In Deloitte’s Human Capital Trends report for 2016, highlights that 92% of leaders rate organizational redesign as a critical priority. After years of struggling to drive employee engagement and retention, improve leadership, and build a meaningful culture, executives see a need to redesign the organization itself. The “new organization,” is built around highly empowered teams, driven by a new model of management.

What does this new model of management look like? It requires a better ability to collaborate vertically through the organization.

What is Vertical Collaboration?

Collaboration is two or more people working together towards a shared goal. Vertical collaboration then is the ability for people who make decisions to work together with frontline employees towards a shared goal. Effectively, there is an element of co-creation between head office and the front lines. Or, put another way, it connects strategy with execution.

Many organizations have a few people making decisions in head office and a large number of people performing the work based on these decisions. Perhaps there are 150 people in head office and 3,000 people on the front lines. Let’s indulge this oversimplification.

How does a large number of frontline workers not just communicate, but collaborate with head office? 

Often, they don’t because, at scale, this is a tricky problem to solve. With so many frontline workers, and head office having so little time, what often happens is that head office does its thing, frontline workers do their thing – and the two operate somewhat independently.

What’s needed for vertical collaboration

1. First, for an organization to collaborate vertically,  you need a desire and recognition from leadership that changing how collaboration happens through hierarchy needs to change.  

2. Second, once the organization takes a stance that collaborating across the hierarchy is valuable, the next step is to provide people with the tools necessary to take on this change.  Empower your teams with collaboration and productivity software like video conferencing tools, meeting management, idea management and automated timesheets.

3. Finally, like all new things, the desired behavior needs to be reinforced throughout the workplace.

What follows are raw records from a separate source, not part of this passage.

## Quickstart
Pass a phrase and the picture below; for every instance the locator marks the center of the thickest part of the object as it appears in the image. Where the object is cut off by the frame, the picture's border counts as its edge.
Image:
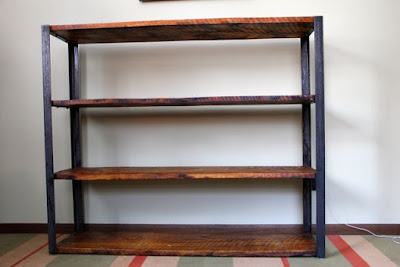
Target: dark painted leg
(320, 134)
(48, 139)
(73, 54)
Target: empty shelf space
(143, 173)
(179, 30)
(190, 240)
(194, 101)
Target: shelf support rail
(76, 152)
(48, 139)
(306, 114)
(320, 134)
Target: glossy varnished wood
(196, 101)
(192, 29)
(141, 173)
(193, 240)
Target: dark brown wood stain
(194, 101)
(194, 240)
(179, 30)
(142, 173)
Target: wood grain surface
(192, 29)
(196, 101)
(142, 173)
(193, 240)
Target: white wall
(361, 53)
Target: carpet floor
(344, 250)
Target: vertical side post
(48, 139)
(306, 113)
(320, 134)
(73, 56)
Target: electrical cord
(393, 238)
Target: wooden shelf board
(193, 240)
(191, 29)
(143, 173)
(194, 101)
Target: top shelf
(181, 30)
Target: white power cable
(393, 238)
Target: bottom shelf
(193, 240)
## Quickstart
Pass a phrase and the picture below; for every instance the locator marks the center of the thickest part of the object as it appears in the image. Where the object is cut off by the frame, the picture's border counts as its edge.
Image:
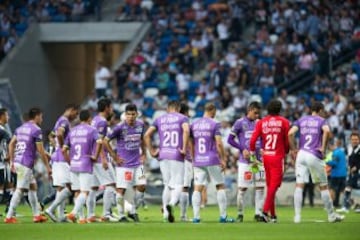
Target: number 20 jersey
(203, 132)
(169, 127)
(310, 129)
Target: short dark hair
(254, 105)
(274, 107)
(184, 108)
(174, 104)
(72, 106)
(103, 103)
(131, 107)
(317, 107)
(84, 115)
(3, 111)
(33, 112)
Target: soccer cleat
(39, 219)
(50, 215)
(226, 220)
(342, 210)
(170, 210)
(123, 219)
(240, 218)
(297, 219)
(71, 217)
(91, 219)
(134, 217)
(82, 221)
(334, 217)
(273, 219)
(10, 220)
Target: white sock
(325, 196)
(79, 203)
(298, 200)
(91, 203)
(221, 197)
(32, 195)
(120, 204)
(60, 197)
(107, 199)
(259, 200)
(196, 201)
(240, 202)
(166, 200)
(15, 200)
(184, 203)
(138, 198)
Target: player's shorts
(81, 181)
(246, 177)
(172, 172)
(25, 176)
(202, 174)
(127, 178)
(188, 173)
(101, 176)
(60, 173)
(307, 163)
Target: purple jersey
(310, 128)
(170, 131)
(64, 123)
(129, 140)
(203, 132)
(81, 141)
(243, 129)
(100, 124)
(27, 135)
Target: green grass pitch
(313, 227)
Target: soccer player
(61, 168)
(129, 170)
(209, 161)
(103, 170)
(173, 129)
(82, 148)
(242, 130)
(23, 146)
(314, 134)
(273, 131)
(354, 168)
(4, 156)
(188, 173)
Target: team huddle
(92, 154)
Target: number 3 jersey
(203, 132)
(81, 141)
(27, 135)
(128, 142)
(169, 127)
(310, 129)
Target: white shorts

It must become part of the culture and “how we do business.” It must become a habit at all levels of the organization. 

Final Summary

The leaders of today can’t be expected to make perfect decisions about things that happen in the trenches they don’t occupy. Likewise, the employees of today can’t be expected to stick around and work for a company that doesn’t show a genuine interest in adapting based on the insights of people closest to the work.

A company that performs below its potential will be a company where the employees think the plan is flawed because it was written by someone without their input.

A company that performs to its potential is one where plans are created and work is executed incorporating the best from all parts of the organization, especially up and down.